Ken Powell, CEO of General Mills, stated, “The challenge is that consumer values and interests around food are changing rapidly. We must accelerate our pace, but when we succeed, the rewards are substantial. This presents a genuine opportunity for business growth.” General Mills, known for brands like Progresso soup, Pillsbury dough, and Cheerios, has experienced declining sales in several key categories, particularly in yogurt, where Chobani surpassed Yoplait to become the leading brand in the U.S. General Mills, which derives approximately 13% of its revenue from yogurt, is undertaking a significant overhaul of 60% of its yogurt business to align with consumer preferences by introducing new Greek varieties, flavors, and organic options under its Annie’s and Liberté brands. The 151-year-old Minnesota company has also eliminated artificial flavors and colors from some cereals, a move that has resonated well with consumers but has not sufficiently reversed the 3% decline in U.S. retail cereal sales in the most recent quarter. Powell emphasized that the company is also focusing on gluten-free products, given the increasing consumer avoidance of gluten. “These initiatives have been very positive for us. Consumers are clear about their preferences, and we strive to address opportunities where we see growth,” Powell remarked at a panel discussing the food and beverage industry’s impact on the U.S. economy. “And it better taste good, as our nutritionists remind us—it’s only nutritious if it’s consumed.”
Richard Smucker, chairman of J.M. Smucker, acknowledged the difficulty in keeping pace with consumer trends due to their rapid changes, making it challenging to distinguish between passing fads and significant trends worthy of investment.

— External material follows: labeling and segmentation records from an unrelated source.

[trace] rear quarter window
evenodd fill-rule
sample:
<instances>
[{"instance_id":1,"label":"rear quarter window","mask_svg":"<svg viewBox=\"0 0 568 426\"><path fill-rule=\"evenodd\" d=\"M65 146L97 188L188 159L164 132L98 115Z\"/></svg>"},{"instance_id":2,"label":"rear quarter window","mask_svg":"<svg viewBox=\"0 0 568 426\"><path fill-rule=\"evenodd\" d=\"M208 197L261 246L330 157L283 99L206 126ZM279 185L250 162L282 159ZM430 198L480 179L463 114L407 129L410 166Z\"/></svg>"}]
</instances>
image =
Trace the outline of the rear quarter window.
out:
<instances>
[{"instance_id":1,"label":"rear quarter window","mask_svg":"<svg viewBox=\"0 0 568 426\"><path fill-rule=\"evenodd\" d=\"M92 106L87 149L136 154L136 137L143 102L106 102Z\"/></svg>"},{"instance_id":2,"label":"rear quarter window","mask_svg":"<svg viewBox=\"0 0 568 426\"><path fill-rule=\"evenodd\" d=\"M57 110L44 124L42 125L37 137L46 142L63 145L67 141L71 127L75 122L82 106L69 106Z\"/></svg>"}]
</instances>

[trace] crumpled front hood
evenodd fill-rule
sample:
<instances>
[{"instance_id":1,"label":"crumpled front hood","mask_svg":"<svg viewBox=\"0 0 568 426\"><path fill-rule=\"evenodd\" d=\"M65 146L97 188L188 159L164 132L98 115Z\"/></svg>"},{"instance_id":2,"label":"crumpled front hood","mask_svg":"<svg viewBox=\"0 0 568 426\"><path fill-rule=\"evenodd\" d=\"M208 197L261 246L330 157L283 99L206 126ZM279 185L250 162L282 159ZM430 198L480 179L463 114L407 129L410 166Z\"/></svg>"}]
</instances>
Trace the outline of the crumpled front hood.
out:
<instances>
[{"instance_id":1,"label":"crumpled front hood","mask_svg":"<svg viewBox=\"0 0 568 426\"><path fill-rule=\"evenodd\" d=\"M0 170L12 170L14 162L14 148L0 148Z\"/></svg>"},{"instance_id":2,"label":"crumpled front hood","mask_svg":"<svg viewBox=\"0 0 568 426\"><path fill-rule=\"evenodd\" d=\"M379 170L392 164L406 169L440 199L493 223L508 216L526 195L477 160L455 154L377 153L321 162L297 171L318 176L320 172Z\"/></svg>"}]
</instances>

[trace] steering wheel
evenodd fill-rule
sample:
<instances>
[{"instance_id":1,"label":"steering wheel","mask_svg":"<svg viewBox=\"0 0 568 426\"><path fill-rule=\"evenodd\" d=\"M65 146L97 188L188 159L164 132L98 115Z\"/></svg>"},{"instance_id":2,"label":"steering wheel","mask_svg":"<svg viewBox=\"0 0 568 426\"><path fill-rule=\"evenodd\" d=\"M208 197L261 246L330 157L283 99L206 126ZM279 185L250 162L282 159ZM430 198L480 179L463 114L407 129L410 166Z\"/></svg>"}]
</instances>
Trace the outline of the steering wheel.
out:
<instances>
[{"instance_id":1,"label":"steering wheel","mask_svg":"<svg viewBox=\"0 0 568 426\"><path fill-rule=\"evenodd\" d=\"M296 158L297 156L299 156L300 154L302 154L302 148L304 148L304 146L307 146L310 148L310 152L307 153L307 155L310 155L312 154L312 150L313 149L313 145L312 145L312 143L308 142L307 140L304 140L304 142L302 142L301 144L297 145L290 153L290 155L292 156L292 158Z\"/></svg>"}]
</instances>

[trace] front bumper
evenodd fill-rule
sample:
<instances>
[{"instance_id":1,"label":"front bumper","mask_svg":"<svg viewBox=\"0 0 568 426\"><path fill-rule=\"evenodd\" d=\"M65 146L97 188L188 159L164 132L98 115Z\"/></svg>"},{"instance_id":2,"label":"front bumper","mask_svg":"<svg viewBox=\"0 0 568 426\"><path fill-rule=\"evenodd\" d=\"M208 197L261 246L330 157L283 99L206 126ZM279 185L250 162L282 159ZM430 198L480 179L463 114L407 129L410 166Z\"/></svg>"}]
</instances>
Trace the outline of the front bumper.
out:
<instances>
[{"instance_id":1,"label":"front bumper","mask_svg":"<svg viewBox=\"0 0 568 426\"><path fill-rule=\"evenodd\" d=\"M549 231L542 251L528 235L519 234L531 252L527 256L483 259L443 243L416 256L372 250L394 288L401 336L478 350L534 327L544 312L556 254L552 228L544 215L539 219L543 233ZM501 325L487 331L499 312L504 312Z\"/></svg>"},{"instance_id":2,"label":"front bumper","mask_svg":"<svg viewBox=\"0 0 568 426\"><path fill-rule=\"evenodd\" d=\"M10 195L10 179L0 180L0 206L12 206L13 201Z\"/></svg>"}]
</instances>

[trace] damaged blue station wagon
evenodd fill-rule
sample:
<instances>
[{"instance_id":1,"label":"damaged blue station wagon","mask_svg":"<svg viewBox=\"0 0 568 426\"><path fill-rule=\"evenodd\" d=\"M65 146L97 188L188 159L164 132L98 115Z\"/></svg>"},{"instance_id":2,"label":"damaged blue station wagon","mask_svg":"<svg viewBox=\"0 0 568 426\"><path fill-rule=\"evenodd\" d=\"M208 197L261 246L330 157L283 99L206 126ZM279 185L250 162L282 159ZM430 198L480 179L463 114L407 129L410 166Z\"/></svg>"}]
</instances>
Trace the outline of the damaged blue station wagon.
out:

Smucker noted that, like many food companies, his organization has benefited from the rise of smaller, more agile competitors. This disruption is increasingly evident throughout the food industry, as legacy brands lose market share to trendy newcomers. For instance, Special K bars have seen a 39% decline in sales since 2011, while Kind Bars have captured 10% of the market within just five years. Smaller companies are challenging established brands by embracing contemporary flavor trends, superior ingredients, mission-driven branding, and niche offerings. In many cases, larger companies have opted to acquire these startups rather than compete directly. For example, General Mills acquired Annie’s, known for its mac and cheese, cereals, and yogurt, for $820 million three years ago.
In 2011, Smucker, the largest coffee producer in the U.S., purchased Café Bustelo, a coffee brand that has gained popularity among millennials. He mentioned that even as younger coffee drinkers gravitate towards brands perceived as trendy, this trend helps educate the public about the benefits of coffee, thereby drawing attention to the broader coffee industry, which ultimately benefits Smucker’s own brands. “Having startups and smaller companies in the industry is beneficial, even for the larger players, because if you pay attention to what they are doing, you can learn as well,” Smucker remarked. “We don’t create everything in-house. In fact, if they excel in a particular area, we might consider acquiring them.”